Curador do MAM-SP destaca riqueza das obras de artistas visuais de Belém

Em visita a Belém para conhecer parte da cena artística da cidade numa pesquisa pelo Panorama da Arte Brasileira do MAM-SP, o curador Cauê Alves, do Clube de Colecionadores de Gravura do Museu de Arte Moderna de São Paulo (MAM-SP), visitou no mês de abril alguns espaços dedicados à exposição, divulgação e comercialização de obras de artes visuais como a Kamara Kó Galeria.

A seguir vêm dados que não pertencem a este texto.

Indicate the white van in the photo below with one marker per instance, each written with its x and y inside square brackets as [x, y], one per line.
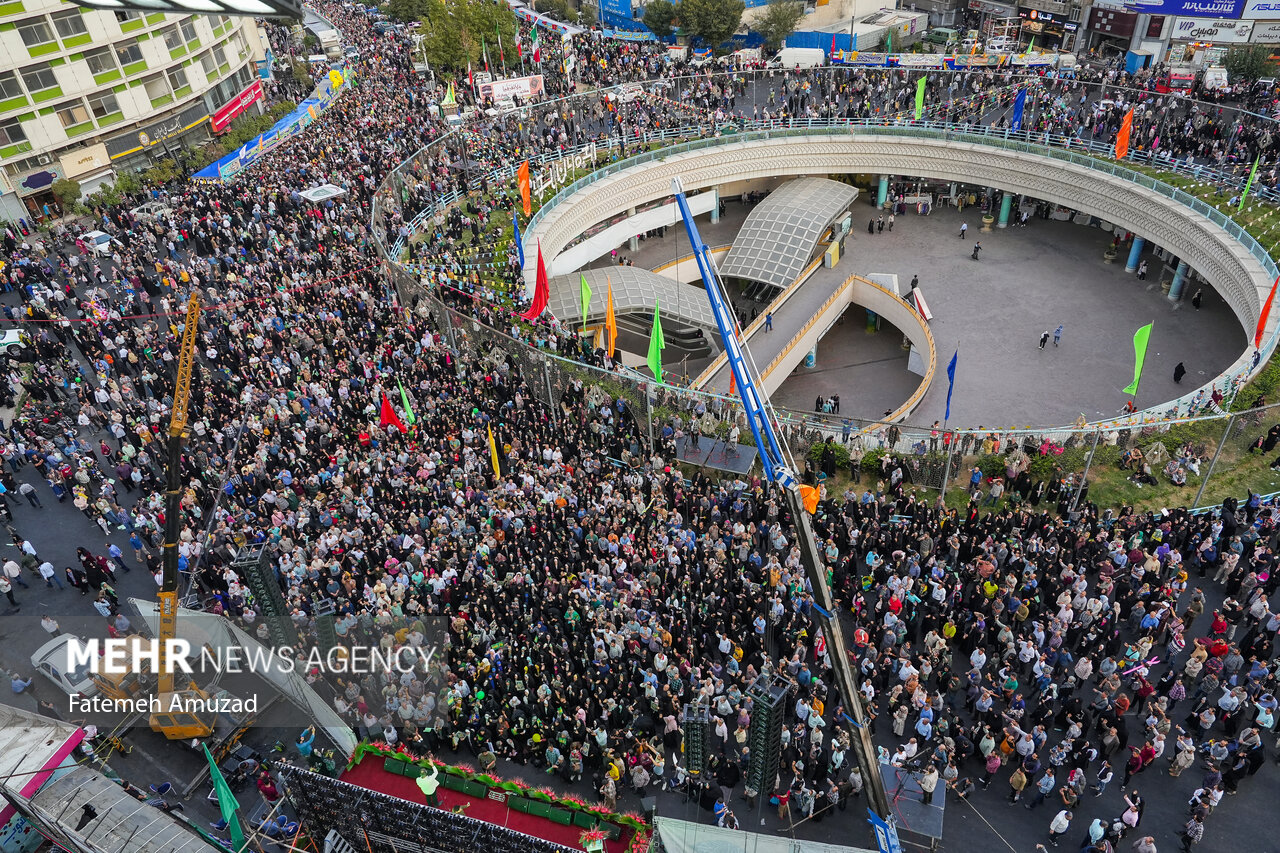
[790, 58]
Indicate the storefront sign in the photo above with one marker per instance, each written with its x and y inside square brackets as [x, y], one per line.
[163, 129]
[1198, 8]
[86, 160]
[1112, 22]
[991, 8]
[522, 87]
[1261, 10]
[223, 118]
[1221, 32]
[1266, 32]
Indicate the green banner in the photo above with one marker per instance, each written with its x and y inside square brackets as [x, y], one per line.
[1139, 355]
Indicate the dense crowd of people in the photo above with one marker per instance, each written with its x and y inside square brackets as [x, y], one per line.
[586, 602]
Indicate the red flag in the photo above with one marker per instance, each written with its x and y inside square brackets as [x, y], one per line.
[1123, 136]
[1262, 318]
[522, 182]
[542, 290]
[389, 418]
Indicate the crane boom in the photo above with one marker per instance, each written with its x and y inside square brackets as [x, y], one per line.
[168, 594]
[777, 470]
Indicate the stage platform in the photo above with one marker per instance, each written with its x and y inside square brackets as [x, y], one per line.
[370, 774]
[717, 454]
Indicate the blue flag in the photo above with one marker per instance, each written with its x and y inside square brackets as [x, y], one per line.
[951, 383]
[520, 246]
[1019, 105]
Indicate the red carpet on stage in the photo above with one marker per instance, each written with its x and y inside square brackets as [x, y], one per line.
[369, 774]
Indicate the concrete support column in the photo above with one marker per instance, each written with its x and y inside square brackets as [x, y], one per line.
[1005, 206]
[1134, 255]
[1175, 290]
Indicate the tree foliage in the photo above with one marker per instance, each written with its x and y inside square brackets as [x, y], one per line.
[406, 10]
[659, 16]
[557, 9]
[712, 21]
[457, 31]
[778, 21]
[1248, 63]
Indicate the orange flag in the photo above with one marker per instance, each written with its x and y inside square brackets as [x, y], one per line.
[522, 182]
[1262, 318]
[809, 495]
[1123, 136]
[611, 323]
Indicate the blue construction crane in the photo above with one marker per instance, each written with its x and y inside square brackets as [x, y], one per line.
[778, 470]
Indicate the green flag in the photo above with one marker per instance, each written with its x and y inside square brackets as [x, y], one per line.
[585, 290]
[410, 418]
[656, 345]
[1139, 354]
[227, 803]
[1248, 185]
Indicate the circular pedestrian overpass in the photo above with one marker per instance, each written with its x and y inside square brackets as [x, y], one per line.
[1210, 242]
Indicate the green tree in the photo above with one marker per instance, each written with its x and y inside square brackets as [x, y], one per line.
[712, 21]
[1248, 63]
[458, 30]
[406, 9]
[778, 21]
[557, 9]
[659, 16]
[67, 192]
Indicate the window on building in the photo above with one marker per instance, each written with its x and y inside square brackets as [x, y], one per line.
[103, 105]
[35, 32]
[128, 54]
[100, 60]
[156, 87]
[72, 114]
[10, 132]
[9, 86]
[39, 78]
[69, 23]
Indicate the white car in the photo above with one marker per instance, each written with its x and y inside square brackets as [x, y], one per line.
[50, 661]
[151, 210]
[12, 345]
[99, 242]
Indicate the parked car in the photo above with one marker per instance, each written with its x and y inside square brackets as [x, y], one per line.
[151, 210]
[13, 346]
[97, 242]
[50, 661]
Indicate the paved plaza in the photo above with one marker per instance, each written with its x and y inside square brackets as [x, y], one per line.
[993, 310]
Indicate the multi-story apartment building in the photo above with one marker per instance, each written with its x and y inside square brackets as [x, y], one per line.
[87, 95]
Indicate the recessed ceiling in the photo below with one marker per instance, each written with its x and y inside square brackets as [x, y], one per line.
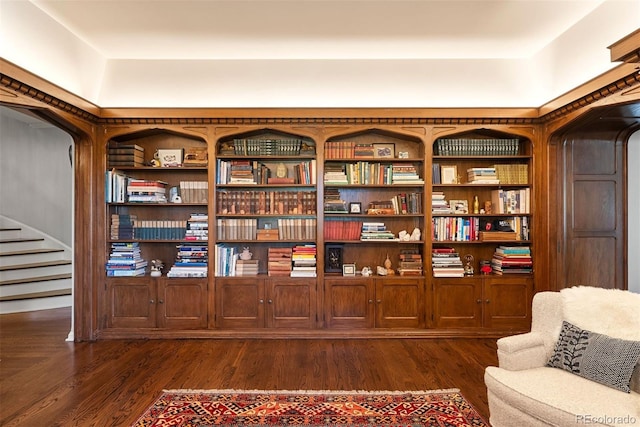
[317, 29]
[315, 53]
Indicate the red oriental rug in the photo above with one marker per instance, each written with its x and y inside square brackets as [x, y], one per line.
[201, 408]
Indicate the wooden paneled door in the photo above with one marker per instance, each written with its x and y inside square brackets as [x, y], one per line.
[591, 245]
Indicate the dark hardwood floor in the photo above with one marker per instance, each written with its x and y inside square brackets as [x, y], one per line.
[45, 381]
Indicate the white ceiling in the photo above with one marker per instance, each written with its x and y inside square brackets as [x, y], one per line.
[317, 29]
[315, 53]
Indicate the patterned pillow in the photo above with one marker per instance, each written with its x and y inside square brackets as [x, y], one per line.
[600, 358]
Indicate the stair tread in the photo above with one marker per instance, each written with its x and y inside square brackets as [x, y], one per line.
[36, 279]
[44, 294]
[32, 252]
[22, 239]
[35, 265]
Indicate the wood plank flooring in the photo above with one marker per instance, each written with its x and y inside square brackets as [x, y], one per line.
[45, 381]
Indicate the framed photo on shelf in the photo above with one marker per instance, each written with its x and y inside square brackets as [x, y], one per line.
[349, 270]
[449, 174]
[384, 151]
[333, 259]
[459, 206]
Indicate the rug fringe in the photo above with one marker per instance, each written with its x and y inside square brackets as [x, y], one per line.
[255, 391]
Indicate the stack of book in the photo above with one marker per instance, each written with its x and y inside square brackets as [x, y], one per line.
[439, 205]
[410, 263]
[125, 260]
[304, 261]
[125, 155]
[225, 260]
[335, 174]
[279, 263]
[333, 203]
[405, 173]
[197, 227]
[513, 173]
[146, 191]
[482, 176]
[512, 260]
[247, 267]
[122, 226]
[191, 261]
[342, 229]
[446, 262]
[372, 231]
[194, 191]
[241, 172]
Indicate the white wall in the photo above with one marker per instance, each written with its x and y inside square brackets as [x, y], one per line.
[633, 207]
[36, 176]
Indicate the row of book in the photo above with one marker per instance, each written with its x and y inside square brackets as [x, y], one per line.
[446, 262]
[248, 172]
[266, 202]
[125, 260]
[462, 229]
[247, 228]
[477, 147]
[192, 260]
[269, 147]
[371, 173]
[338, 229]
[410, 263]
[372, 231]
[125, 155]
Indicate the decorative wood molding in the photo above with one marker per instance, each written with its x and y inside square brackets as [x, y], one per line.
[389, 117]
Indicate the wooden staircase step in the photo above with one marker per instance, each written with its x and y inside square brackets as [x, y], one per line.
[34, 295]
[36, 279]
[35, 265]
[32, 252]
[22, 239]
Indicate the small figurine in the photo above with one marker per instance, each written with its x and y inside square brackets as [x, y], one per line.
[156, 267]
[388, 265]
[245, 254]
[468, 267]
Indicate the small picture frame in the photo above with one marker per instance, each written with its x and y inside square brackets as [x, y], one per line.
[384, 151]
[459, 206]
[333, 259]
[348, 269]
[170, 158]
[449, 174]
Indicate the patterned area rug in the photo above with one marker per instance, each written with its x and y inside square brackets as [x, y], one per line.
[201, 408]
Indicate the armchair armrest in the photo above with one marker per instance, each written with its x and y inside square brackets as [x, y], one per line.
[523, 351]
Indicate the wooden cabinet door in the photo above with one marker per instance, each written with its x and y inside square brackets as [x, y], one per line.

Entre os artistas que têm obras agenciadas pela galeria, Cauê conhece os trabalhos de Alberto Bitar e Mariano Klautau, que possuem obras no MAM-SP; de Alexandre Sequeira, por meio de exposição em São Paulo; e Guy Veloso, em visita à Bienal de Arte de SP de 2010, da qual o fotógrafo participou com a obra “Sem título”, 2010, da série “Penitentes”.“Também conheci o Miguel (Chikaoka) aqui em São Paulo na ocasião da exposição dele, ‘H2Olhos’, quando fiz a curadoria de ‘Quase Líquido’, que foram exposições simultâneas no Itaú Cultural. Conheci o Ionaldo (Rodrigues) no FotoAtiva, mas só vi seu trabalho na Kamara Kó”, conta.

Para o curador, foi uma relevante iniciativa a criação da Kamara Kó Galeria. O próximo passo é estabelecer um mercado de arte em Belém. “Gostei muito do que vi. Adorei, mas é fundamental que a Galeria ganhe mais visibilidade. Acho fundamental a criação de um mercado local para a fotografia, assim como acho importante que este seja um espaço de exibição e circulação da arte brasileira. É um caminho difícil criar um público comprador para arte, mas isso irá ajudar na profissionalização do meio”, comenta.

Na opinião de Cauê Alves, Belém é um polo produtor de fotografia no Brasil e no mundo. “Para entender a fotografia contemporânea, é fundamental conhecer o que se passa nessa cidade e na Kamara Kó”, assinala. O curador ressalta que para o negócio arte se consolidar é preciso desenvolver um trabalho de formiguinha, a longo prazo. “Para isso, acho importante estabelecer convênios e parcerias com outras galerias fora de Belém para prover uma circulação de trabalhos de arte dos artistas de Belém para fora e vice-versa. Em geral, acontecem em galerias bate-papos com artistas, alguns seminários e uma circulação enorme e veloz da produção artística”, relata.